Ramadan Mahmoud M, Abdalla Razan A, Qoran Rama K, Daoud Rose A, Al-Nakawah Ghalya F, Al-Khatib Ragad A, Alheet Laila H, Alayyaf Abdulrahman E, Mahdi Ousama, Al-Hariri Maamoun S
Cardiology, Faculty of Medicine, Mansoura University, Mansoura, EGY.
Clinical Sciences, College of Medicine, University of Sharjah, Sharjah, ARE.
Cureus. 2025 May 23;17(5):e84660. doi: 10.7759/cureus.84660. eCollection 2025 May.
Behçet's disease (BD) is a rare, chronic, multisystem inflammatory disorder that profoundly affects patients' quality of life (QoL) through complex physical, psychological, and social burdens. Characterized by recurrent oral and genital ulcers, ocular involvement, vascular inflammation, and systemic manifestations, BD leads to fluctuating yet progressive impairment across multiple domains. Patients frequently experience significant declines in physical functioning, emotional well-being, and social participation, with higher rates of anxiety, depression, and cognitive disturbances than the general population. Studies report that over 50% of BD patients suffer from depression, and up to 60% experience anxiety disorders, with approximately 20% requiring psychotropic medications. Socioeconomic consequences, including unemployment, financial hardship, and social isolation, further exacerbate the disease burden. Health-related QoL assessments highlight substantial variability influenced by disease severity, age, sex, and cultural context. Generic QoL instruments, such as the Short Form-36 Health Survey (SF-36), offer valuable comparisons across diseases, but disease-specific tools like the Behçet's Disease Quality of Life (BDQoL) scale provide superior sensitivity to BD-specific impairments. Comprehensive management strategies that combine immunosuppressive therapy, psychological interventions, and social support are essential to address the full impact of BD. Routine monitoring of QoL alongside clinical markers can guide more personalized, patient-centered care and improve long-term outcomes. Early psychological screening and multidisciplinary interventions are particularly crucial in mitigating the bidirectional effects of physical and mental health deterioration. This review underscores the importance of adopting holistic, integrated approaches to BD management, prioritizing not only disease control but also the broader dimensions of patient well-being. Future research should focus on standardizing QoL measurements and developing longitudinal interventions tailored to the challenges of BD.

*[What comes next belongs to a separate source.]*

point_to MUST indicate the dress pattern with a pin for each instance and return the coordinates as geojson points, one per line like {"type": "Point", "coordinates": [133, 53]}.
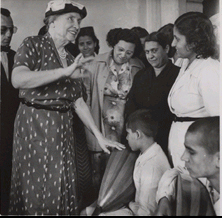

白塞病(BD)是一种罕见的慢性多系统炎症性疾病,通过复杂的身体、心理和社会负担深刻影响患者的生活质量(QoL)。BD的特征是复发性口腔和生殖器溃疡、眼部受累、血管炎症和全身表现,导致多个领域出现波动但渐进性的损害。患者经常在身体功能、情绪健康和社会参与方面出现显著下降,焦虑、抑郁和认知障碍的发生率高于普通人群。研究报告称,超过50%的BD患者患有抑郁症,高达60%的患者患有焦虑症,约20%的患者需要使用精神药物。包括失业、经济困难和社会孤立在内的社会经济后果进一步加重了疾病负担。与健康相关的QoL评估突出了受疾病严重程度、年龄、性别和文化背景影响的显著差异。通用的QoL工具,如简短形式-36健康调查(SF-36),可在不同疾病之间进行有价值的比较,但像白塞病生活质量(BDQoL)量表这样的疾病特异性工具对BD特异性损害具有更高的敏感性。结合免疫抑制治疗、心理干预和社会支持的综合管理策略对于应对BD的全面影响至关重要。将QoL监测与临床指标一起进行常规监测可以指导更个性化、以患者为中心的护理,并改善长期结果。早期心理筛查和多学科干预对于减轻身心健康恶化的双向影响尤为关键。本综述强调了采用整体、综合方法管理BD的重要性,不仅要优先控制疾病,还要关注患者福祉的更广泛方面。未来的研究应专注于标准化QoL测量,并开发针对BD挑战的纵向干预措施。